A probabilistic programming language
to simplify machine learning
Automated Probabilistic Programming Representation and Inference Languages (APPRIL)
Machine learning is a branch of artificial intelligence that focuses on programming computer systems to automatically learn, act, and improve with experience. It has led to developments such as more effective web searches, an improved understanding of the human genome, and even improved robots. While machine learning has been successfully applied to many domains, the amount of time, effort, and expertise required to implement and deploy machine learning applications is a significant burden to its ubiquitous adoption. The Defense Advanced Research Projects Agency (DARPA) is seeking ways to democratize and extend the capabilities of machine learning so non-experts can easily create complex machine learning applications. As a result, DARPA initiated the Probabilistic Programming for Advancing Machine Learning (PPAML) program.

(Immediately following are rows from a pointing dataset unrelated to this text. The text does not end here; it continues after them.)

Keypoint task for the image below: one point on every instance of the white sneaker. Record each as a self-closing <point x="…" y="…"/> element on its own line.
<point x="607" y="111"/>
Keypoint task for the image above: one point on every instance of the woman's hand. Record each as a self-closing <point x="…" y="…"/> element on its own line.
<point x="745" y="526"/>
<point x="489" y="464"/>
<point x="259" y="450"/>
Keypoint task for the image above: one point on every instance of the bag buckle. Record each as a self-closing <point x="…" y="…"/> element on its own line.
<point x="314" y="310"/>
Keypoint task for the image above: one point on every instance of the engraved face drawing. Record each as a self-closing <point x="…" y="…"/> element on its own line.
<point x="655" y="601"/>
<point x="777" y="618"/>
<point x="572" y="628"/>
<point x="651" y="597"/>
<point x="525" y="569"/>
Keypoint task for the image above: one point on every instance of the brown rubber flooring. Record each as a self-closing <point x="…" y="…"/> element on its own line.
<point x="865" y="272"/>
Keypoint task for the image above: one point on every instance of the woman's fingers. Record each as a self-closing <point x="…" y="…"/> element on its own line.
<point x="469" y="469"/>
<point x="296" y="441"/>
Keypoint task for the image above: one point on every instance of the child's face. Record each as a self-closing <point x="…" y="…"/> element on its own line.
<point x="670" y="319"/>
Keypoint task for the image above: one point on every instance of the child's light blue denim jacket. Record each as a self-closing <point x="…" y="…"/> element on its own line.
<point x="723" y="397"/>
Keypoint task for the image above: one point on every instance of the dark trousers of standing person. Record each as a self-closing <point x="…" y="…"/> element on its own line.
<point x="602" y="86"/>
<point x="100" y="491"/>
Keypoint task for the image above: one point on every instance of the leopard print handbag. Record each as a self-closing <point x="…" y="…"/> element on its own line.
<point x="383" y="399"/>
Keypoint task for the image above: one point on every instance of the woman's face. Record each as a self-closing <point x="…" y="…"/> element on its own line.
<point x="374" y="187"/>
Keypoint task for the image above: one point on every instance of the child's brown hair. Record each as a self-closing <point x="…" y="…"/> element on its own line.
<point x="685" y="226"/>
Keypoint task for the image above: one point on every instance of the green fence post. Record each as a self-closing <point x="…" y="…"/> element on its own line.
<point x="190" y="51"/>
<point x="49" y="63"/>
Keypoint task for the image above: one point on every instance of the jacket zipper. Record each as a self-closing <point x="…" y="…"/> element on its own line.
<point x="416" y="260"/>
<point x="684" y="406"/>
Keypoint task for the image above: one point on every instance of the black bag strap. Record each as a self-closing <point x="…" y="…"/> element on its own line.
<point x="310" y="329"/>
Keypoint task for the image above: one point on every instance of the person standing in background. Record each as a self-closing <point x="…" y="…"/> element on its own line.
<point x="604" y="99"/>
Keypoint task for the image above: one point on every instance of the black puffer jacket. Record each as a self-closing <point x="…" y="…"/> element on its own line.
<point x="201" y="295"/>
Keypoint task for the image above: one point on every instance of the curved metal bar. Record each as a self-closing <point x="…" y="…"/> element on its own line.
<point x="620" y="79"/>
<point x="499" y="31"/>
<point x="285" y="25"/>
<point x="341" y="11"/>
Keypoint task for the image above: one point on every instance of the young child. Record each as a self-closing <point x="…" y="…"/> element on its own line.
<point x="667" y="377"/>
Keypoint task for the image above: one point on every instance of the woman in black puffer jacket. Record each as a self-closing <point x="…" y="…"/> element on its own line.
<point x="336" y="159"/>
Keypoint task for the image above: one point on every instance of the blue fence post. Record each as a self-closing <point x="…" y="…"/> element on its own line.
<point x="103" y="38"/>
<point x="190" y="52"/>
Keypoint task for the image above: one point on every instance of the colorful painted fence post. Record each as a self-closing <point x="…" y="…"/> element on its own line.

“We want to do for machine learning what the advent of high-level program languages 50 years ago did for the software development community as a whole,” explained Dr. Kathleen Fisher, DARPA program manager. “Our goal is that future machine learning projects won’t require people to know everything about both the domain of interest and machine learning to build useful machine learning applications. Through new probabilistic programming languages specifically tailored to probabilistic inference, we hope to decisively reduce the current barriers to machine learning and foster a boom in innovation, productivity and effectiveness.”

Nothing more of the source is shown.